Sophie: python-scikits-learn-0.6-1mdv2010.2 i586

python-scikits-learn-0.6-1mdv2010.2.i586.rpm

.. _clustering:

===================================================
Clustering
===================================================

`Clustering <http://en.wikipedia.org/wiki/Cluster_analysis>`__ of
unlabeled data can be performed with the module `scikits.learn.cluster`.

Each clustering algorithm comes in two variants: a class, that implements
the `fit` method to learn the clusters on train data, and a function,
that, given train data, returns an array of integer labels corresponding
to the different clusters. For the class, the labels over the training
data can be found in the `labels_` attribute.

Here, we only explain the different algorithms. For usage examples, click
on the class name to read the reference documentation.

Affinity propagation
====================

.. currentmodule:: scikits.learn.cluster

:class:`AffinityPropagation` clusters data by diffusion in the similarity
matrix. This algorithm automatically sets its numbers of cluster. It
will have difficulties scaling to thousands of samples.

.. figure:: ../auto_examples/cluster/images/plot_affinity_propagation.png
   :target: ../auto_examples/cluster/plot_affinity_propagation.html
   :align: center
   :scale: 50

.. topic:: Examples:

 * :ref:`example_cluster_plot_affinity_propagation.py`: Affinity
   Propagation on a synthetic 2D datasets with 3 classes.

 * :ref:`example_applications_stock_market.py` Affinity Propagation on Financial 
   time series to find groups of companies

Mean Shift
====================

:class:`MeanShift` clusters data by estimating *blobs* in a smooth
density of points matrix. This algorithm automatically sets its numbers
of cluster. It will have difficulties scaling to thousands of samples.

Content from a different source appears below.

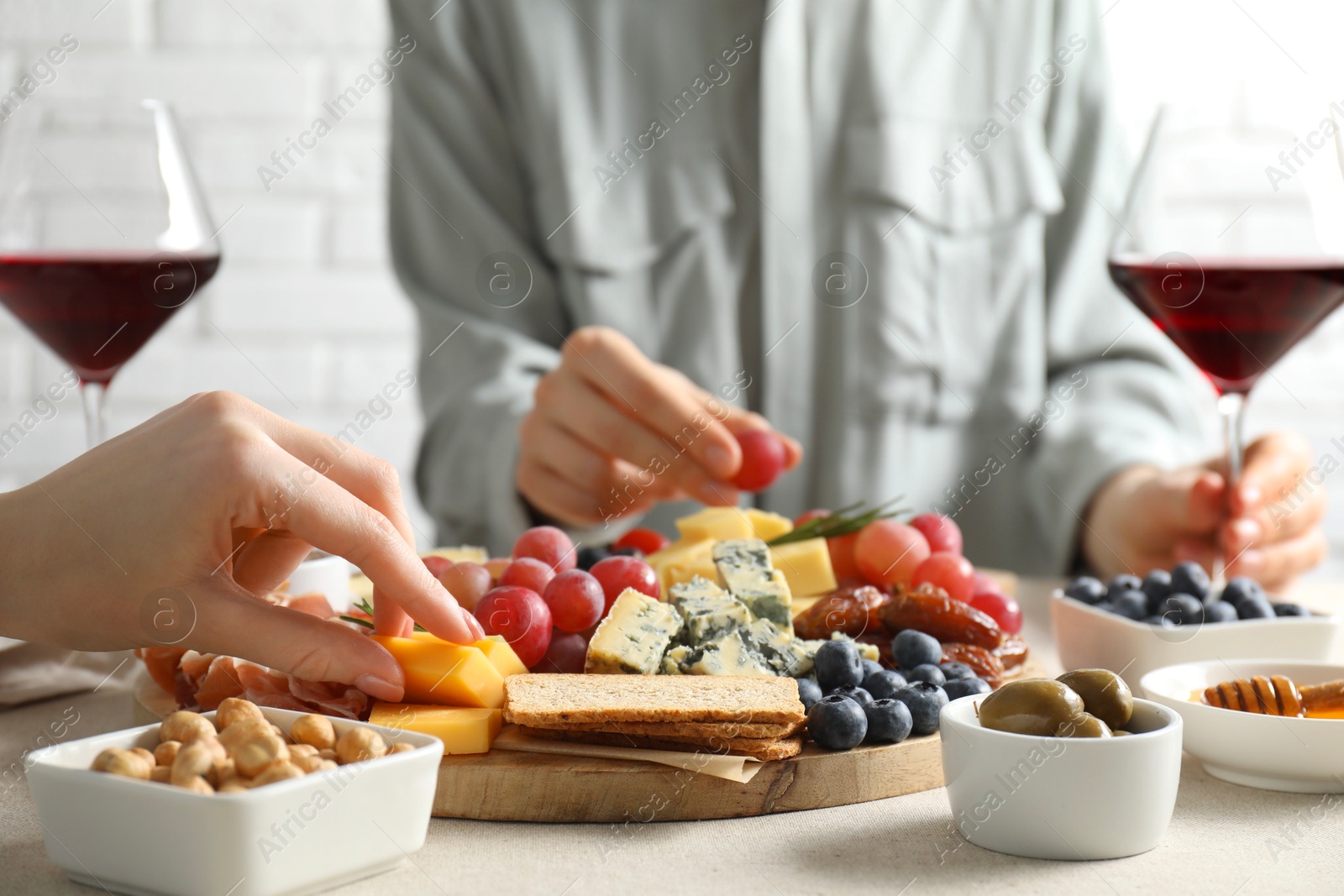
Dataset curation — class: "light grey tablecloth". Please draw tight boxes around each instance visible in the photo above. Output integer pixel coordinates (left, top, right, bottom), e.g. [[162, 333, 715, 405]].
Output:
[[8, 583, 1344, 896]]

.. figure:: ../auto_examples/cluster/images/plot_mean_shift.png
   :target: ../auto_examples/cluster/plot_mean_shift.html
   :align: center
   :scale: 50


.. topic:: Examples:

 * :ref:`example_cluster_plot_mean_shift.py`: Mean Shift clustering
   on a synthetic 2D datasets with 3 classes.

K-means
====================

The :class:`KMeans` algorithm clusters data by trying to separate samples
in n groups of equal variance, minimizing a criterion known as the
'inertia' of the groups. This algorithm requires the number of cluster to
be specified. It scales well to large number of samples, however its
results may be dependent on an initialisation.


Spectral clustering
====================

:class:`SpectralClustering` does an low-dimension embedding of the
affinity matrix between samples, followed by a KMeans in the low
dimensional space. It is especially efficient if the affinity matrix is
sparse and the `pyamg <http://code.google.com/p/pyamg/>`_ module is
installed. SpectralClustering requires the number of clusters to be
specified. It works well for a small number of clusters but is not
advised when using many clusters. 

For two clusters, it solves a convex relaxation of the `normalised
cuts <http://www.cs.berkeley.edu/~malik/papers/SM-ncut.pdf>`_ problem on
the similarity graph: cutting the graph in two so that the weight of the
edges cut is small compared to the weights in of edges inside each
cluster. This criteria is especially interesting when working on images:
graph vertices are pixels, and edges of the similarity graph are a
function of the gradient of the image.

.. figure:: ../auto_examples/cluster/images/plot_segmentation_toy.png
   :target: ../auto_examples/cluster/plot_segmentation_toy.html
   :align: center
   :scale: 50



.. topic:: Examples:

 * :ref:`example_cluster_plot_lena_segmentation.py`: Spectral clustering 
   to split the image of lena in regions.

 * :ref:`example_cluster_plot_segmentation_toy.py`: Segmenting objects
   from a noisy background using spectral clustering.